Client side rendering vs. server side rendering
Hopefully you’ve been reading some Technically in your free time, and you’re familiar with the client-server model. It’s how the whole web works: companies host their websites and apps on fancy, powerful servers, and you download files from those servers to look at in your browser. When these files are dynamic, their content changes based on who’s logged in, what’s going on, what screen you’re on, and stuff like that. This section is about how that actually happens.
When an app or website needs to send you dynamic content, there are (surprise!) two places they can create that content: on the server side, or on the client side. The server side means they populate and configure the page before they send it to you; the client side means they send you the basic HTML, and the dynamic logic happens in your browser.

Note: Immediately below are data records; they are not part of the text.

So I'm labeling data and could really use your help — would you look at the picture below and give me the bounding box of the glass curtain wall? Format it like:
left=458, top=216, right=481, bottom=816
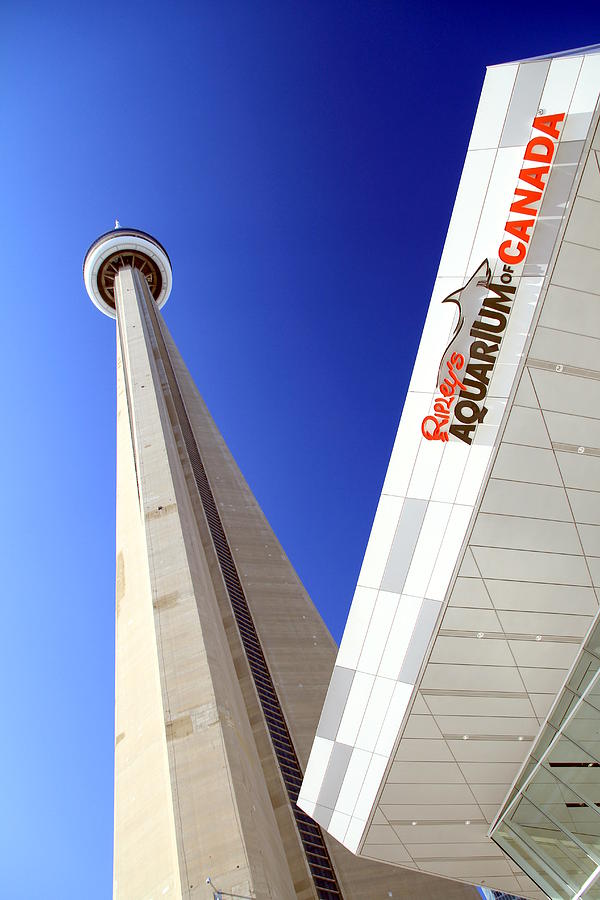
left=491, top=623, right=600, bottom=900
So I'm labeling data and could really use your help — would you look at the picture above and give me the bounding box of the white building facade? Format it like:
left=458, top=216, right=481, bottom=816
left=299, top=47, right=600, bottom=900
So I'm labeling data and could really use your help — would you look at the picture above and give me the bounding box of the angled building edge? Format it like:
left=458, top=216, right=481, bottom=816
left=102, top=256, right=477, bottom=900
left=299, top=46, right=600, bottom=900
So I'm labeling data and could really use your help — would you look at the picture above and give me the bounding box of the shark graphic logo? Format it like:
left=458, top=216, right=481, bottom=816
left=437, top=259, right=492, bottom=388
left=421, top=259, right=516, bottom=444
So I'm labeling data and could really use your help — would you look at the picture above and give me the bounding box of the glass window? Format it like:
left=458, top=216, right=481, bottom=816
left=510, top=797, right=596, bottom=893
left=493, top=824, right=573, bottom=900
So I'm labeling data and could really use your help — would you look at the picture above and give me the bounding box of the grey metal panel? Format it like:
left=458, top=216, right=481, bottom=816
left=500, top=60, right=550, bottom=147
left=312, top=803, right=333, bottom=829
left=398, top=600, right=442, bottom=684
left=317, top=741, right=354, bottom=810
left=381, top=499, right=427, bottom=594
left=523, top=141, right=584, bottom=275
left=540, top=284, right=600, bottom=338
left=317, top=666, right=354, bottom=741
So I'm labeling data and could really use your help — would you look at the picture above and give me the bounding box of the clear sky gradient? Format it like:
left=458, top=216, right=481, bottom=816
left=0, top=0, right=600, bottom=900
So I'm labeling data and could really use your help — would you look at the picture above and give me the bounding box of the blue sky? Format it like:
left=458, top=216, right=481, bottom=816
left=0, top=0, right=600, bottom=900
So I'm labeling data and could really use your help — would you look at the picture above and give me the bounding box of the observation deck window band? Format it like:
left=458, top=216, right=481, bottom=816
left=140, top=279, right=342, bottom=900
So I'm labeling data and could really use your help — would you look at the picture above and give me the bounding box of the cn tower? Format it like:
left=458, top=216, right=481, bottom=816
left=83, top=228, right=478, bottom=900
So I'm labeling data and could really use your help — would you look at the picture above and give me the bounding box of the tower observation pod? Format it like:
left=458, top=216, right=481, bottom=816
left=83, top=228, right=478, bottom=900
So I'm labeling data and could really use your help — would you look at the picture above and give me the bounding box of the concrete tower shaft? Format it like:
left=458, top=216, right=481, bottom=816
left=85, top=231, right=477, bottom=900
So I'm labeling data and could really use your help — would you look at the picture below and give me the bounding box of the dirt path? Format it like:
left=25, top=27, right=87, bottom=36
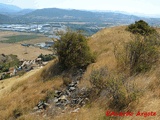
left=0, top=68, right=40, bottom=98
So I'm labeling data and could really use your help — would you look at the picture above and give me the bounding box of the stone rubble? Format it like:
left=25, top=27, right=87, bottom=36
left=34, top=69, right=90, bottom=115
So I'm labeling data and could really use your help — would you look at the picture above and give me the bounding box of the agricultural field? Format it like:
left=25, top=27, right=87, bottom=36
left=0, top=31, right=52, bottom=60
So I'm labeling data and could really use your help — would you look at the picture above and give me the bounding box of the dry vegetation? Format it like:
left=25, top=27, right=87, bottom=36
left=0, top=61, right=62, bottom=120
left=0, top=26, right=160, bottom=120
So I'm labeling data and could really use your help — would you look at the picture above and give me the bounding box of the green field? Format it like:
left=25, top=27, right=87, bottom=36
left=1, top=35, right=40, bottom=43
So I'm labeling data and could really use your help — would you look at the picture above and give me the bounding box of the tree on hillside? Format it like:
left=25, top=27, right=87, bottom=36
left=54, top=30, right=95, bottom=69
left=127, top=20, right=156, bottom=36
left=114, top=20, right=160, bottom=75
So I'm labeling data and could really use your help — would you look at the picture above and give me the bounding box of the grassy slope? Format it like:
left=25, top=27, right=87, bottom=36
left=0, top=26, right=160, bottom=120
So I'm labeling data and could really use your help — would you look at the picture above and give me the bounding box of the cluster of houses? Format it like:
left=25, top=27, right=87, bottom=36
left=0, top=23, right=66, bottom=34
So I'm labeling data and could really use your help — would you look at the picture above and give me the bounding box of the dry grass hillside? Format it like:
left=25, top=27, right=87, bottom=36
left=0, top=26, right=160, bottom=120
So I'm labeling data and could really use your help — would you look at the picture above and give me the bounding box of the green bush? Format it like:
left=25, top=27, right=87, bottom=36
left=127, top=20, right=156, bottom=35
left=115, top=35, right=159, bottom=75
left=54, top=30, right=95, bottom=69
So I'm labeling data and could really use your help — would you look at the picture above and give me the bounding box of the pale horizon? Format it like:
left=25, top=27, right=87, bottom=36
left=0, top=0, right=160, bottom=15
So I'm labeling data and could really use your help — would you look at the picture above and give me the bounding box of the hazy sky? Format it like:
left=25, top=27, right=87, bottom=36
left=0, top=0, right=160, bottom=14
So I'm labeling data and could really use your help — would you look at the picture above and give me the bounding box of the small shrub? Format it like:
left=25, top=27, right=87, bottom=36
left=54, top=30, right=95, bottom=69
left=127, top=20, right=156, bottom=35
left=115, top=35, right=159, bottom=75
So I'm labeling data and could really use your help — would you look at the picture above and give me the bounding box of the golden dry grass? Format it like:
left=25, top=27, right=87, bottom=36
left=0, top=61, right=63, bottom=120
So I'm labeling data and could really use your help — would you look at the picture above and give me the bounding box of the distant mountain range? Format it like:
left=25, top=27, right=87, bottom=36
left=0, top=4, right=160, bottom=25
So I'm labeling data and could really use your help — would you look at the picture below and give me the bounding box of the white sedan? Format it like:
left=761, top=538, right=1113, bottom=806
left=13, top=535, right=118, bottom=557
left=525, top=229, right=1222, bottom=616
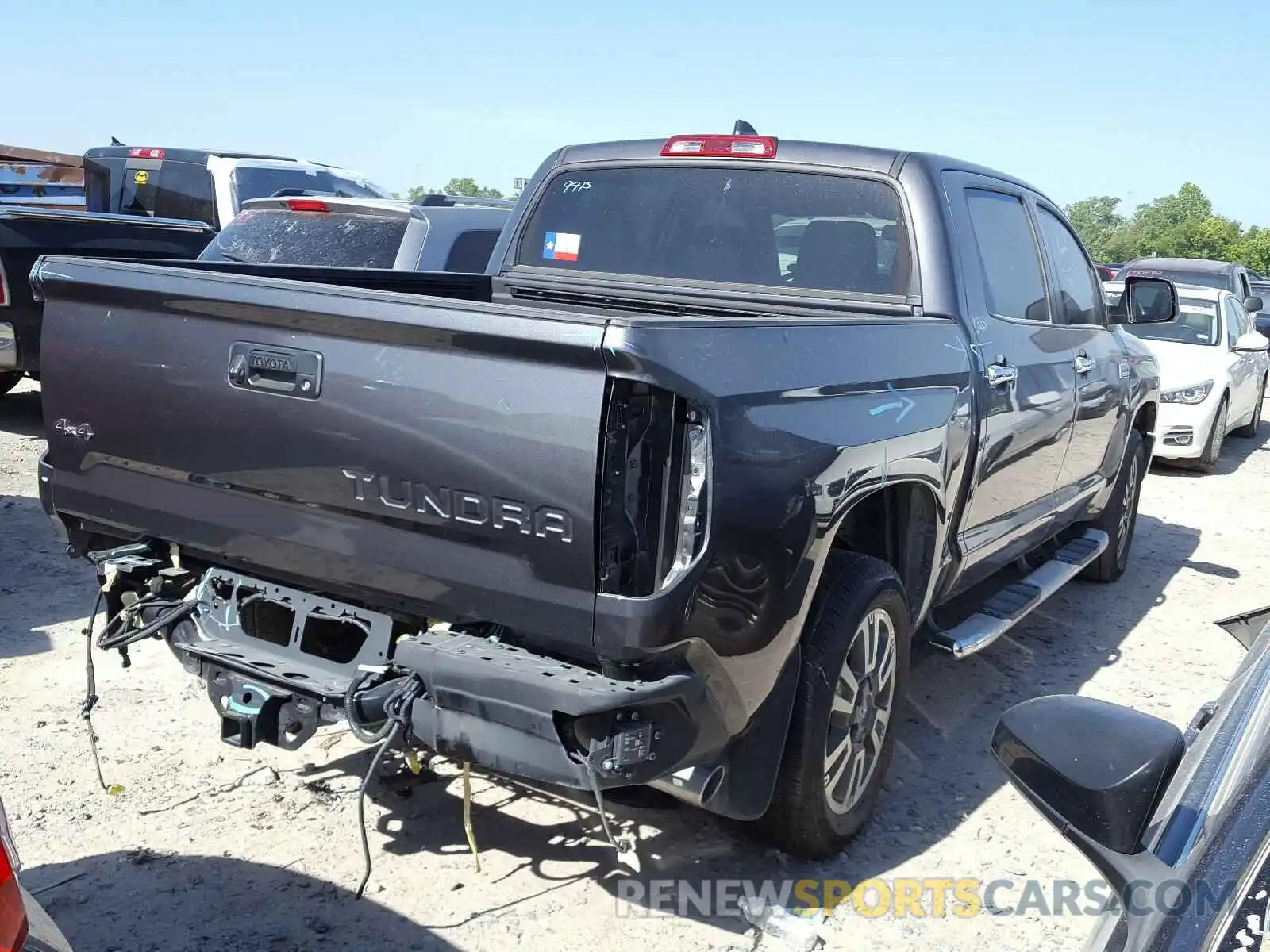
left=1105, top=282, right=1270, bottom=471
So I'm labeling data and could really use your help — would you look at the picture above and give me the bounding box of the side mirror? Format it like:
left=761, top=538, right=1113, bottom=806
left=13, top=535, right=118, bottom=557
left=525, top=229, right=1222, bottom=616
left=992, top=695, right=1185, bottom=892
left=1233, top=330, right=1270, bottom=354
left=1110, top=274, right=1177, bottom=324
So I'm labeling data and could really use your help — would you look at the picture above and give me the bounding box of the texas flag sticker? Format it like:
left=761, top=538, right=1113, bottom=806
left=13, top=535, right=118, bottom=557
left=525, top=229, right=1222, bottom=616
left=542, top=231, right=582, bottom=262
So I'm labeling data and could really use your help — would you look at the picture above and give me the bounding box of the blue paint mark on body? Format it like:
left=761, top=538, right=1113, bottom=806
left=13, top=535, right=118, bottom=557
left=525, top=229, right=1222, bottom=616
left=868, top=383, right=916, bottom=423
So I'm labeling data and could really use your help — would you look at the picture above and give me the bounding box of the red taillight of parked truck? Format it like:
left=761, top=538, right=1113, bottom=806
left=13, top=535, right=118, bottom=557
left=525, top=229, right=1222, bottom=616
left=0, top=804, right=30, bottom=952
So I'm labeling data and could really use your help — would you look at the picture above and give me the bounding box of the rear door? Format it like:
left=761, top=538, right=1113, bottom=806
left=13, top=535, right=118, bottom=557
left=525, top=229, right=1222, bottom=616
left=1033, top=201, right=1133, bottom=520
left=110, top=157, right=216, bottom=226
left=945, top=173, right=1076, bottom=584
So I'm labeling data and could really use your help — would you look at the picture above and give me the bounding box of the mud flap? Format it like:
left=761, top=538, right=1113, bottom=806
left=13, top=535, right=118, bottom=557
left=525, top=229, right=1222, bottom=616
left=701, top=646, right=802, bottom=820
left=1217, top=605, right=1270, bottom=650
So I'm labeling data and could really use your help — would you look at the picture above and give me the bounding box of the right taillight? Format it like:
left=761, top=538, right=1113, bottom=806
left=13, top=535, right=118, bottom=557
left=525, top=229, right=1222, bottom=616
left=659, top=409, right=710, bottom=588
left=597, top=379, right=710, bottom=597
left=0, top=804, right=30, bottom=952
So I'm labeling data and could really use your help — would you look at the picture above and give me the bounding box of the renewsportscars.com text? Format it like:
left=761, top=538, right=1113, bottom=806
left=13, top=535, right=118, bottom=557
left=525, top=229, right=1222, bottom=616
left=616, top=877, right=1234, bottom=919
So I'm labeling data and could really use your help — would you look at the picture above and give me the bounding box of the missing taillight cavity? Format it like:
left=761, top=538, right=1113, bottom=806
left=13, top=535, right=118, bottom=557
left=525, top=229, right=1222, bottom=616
left=598, top=379, right=709, bottom=597
left=300, top=614, right=367, bottom=664
left=235, top=585, right=296, bottom=646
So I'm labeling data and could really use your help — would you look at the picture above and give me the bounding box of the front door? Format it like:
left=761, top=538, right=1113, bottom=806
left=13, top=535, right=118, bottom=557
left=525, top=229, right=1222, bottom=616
left=1222, top=297, right=1261, bottom=427
left=945, top=173, right=1076, bottom=588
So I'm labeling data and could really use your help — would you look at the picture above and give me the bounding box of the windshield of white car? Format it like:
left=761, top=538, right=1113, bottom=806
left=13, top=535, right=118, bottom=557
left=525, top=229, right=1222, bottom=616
left=1115, top=265, right=1234, bottom=290
left=1124, top=297, right=1218, bottom=347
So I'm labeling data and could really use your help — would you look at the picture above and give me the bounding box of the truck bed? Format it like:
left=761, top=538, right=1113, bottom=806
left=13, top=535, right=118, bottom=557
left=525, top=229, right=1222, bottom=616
left=36, top=259, right=605, bottom=646
left=33, top=258, right=969, bottom=675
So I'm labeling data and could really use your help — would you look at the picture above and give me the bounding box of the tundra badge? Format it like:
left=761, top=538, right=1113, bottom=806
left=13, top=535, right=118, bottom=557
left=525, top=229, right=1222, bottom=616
left=341, top=470, right=573, bottom=542
left=53, top=416, right=93, bottom=440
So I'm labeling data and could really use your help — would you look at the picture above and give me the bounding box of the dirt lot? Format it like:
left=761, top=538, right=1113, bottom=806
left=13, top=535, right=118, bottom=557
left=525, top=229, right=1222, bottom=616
left=0, top=375, right=1270, bottom=952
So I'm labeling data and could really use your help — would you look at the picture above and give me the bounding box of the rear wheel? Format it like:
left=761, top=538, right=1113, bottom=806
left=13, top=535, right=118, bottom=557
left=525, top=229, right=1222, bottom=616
left=1081, top=430, right=1148, bottom=582
left=760, top=552, right=910, bottom=859
left=1234, top=377, right=1266, bottom=436
left=1195, top=396, right=1230, bottom=472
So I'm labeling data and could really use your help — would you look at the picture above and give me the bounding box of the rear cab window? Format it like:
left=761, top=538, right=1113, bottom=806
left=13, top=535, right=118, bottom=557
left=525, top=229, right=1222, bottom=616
left=198, top=209, right=408, bottom=268
left=98, top=159, right=216, bottom=225
left=516, top=163, right=912, bottom=296
left=965, top=188, right=1050, bottom=321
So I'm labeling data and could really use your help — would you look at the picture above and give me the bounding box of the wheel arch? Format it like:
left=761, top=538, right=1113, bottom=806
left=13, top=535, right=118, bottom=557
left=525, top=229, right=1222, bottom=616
left=826, top=478, right=946, bottom=627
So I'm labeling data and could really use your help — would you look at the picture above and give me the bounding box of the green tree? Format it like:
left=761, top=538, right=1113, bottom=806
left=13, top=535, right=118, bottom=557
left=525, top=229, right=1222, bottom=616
left=1227, top=225, right=1270, bottom=274
left=408, top=178, right=503, bottom=202
left=1067, top=195, right=1126, bottom=262
left=1067, top=182, right=1254, bottom=267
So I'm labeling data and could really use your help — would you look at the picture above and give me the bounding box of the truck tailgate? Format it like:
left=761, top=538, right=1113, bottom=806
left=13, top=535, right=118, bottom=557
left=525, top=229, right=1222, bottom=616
left=33, top=258, right=606, bottom=649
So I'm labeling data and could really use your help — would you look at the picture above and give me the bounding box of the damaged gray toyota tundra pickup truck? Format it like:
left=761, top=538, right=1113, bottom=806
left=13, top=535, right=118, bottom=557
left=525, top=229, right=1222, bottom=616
left=32, top=127, right=1177, bottom=857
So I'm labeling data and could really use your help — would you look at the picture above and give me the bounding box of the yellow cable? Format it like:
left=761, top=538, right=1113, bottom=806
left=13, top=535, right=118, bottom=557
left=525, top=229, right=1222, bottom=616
left=464, top=760, right=480, bottom=872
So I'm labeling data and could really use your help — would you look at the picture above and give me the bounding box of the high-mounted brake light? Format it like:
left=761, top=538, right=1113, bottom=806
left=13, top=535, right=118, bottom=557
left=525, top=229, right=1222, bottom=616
left=287, top=198, right=330, bottom=212
left=662, top=136, right=776, bottom=159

In practice, the difference is in where the backend logic happens: all on the server, or mostly in the browser calling APIs on the server.
The benefit of doing things server side – in a lot of cases, it’s faster. That’s because files only need to make one trip – from the server to you – as opposed to Javascript in your browser hitting multiple APIs on the server over time to load one page.
The benefit of doing things client side – you don’t need to reload the same HTML and other boilerplate stuff every time you load a page; all that needs to change is the dynamic parts of whatever you’re loading.
Traditionally, server side rendering was the dominant form of building web applications. But as Javascript has gotten better and web apps have gotten more complicated, client side rendering is getting more popular, to the point where it’s now pretty much the default for most tech startups building their stuff from scratch. React is the poster child of that movement.
(Nowadays, things aren’t completely black and white: a new class of applications is combining server side and client side rendering into hybrid models that take advantage of the benefits of both.)